Dabei behinderten nicht etwa Bäume oder Schilder die Sicht der Linksabbieger, statt dessen verdecke oft die eigene A-Säule im Auto den Gegenverkehr. Die Fahrer bemerken daher entgegenkommende Fahrzeuge viel zu spät – oder müssen sich verrenken, um die unübersichtliche Kreuzung gut einsehen zu können.

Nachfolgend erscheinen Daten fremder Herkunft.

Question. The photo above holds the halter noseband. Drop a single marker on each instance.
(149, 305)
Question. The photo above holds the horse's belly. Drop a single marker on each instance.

Das Tempolimit ist aber nur ein erster Schritt, sagt Herz. Stadt, Kreis und Hessen Mobil seien zu dem Schluss gekommen, dass eigentlich nur bauliche Maßnahmen die gefährliche Ecke wirklich entschärfen könnten. Das werde allerdings schwierig, weil die Straße an der besagten Stelle zu schmal sei, um eine Spur für Linksabbieger einzurichten. Die angrenzenden Grundstücke seien in Privatbesitz und könnten nicht dafür herangezogen werden.

Als Nächstes wird der Kreis eine Verkehrszählung für die Kreuzung Schützenstraße/Ermschwerder Straße vornehmen, so Herz. Sobald die Ergebnisse vorliegen, soll noch vor Weihnachten geprüft werden, ob man die Situation mit einer besseren Ampelschaltung entlang der Schützenstraße (zwischen Ermschwerder Straße und Busbahnhof) entschärfen kann.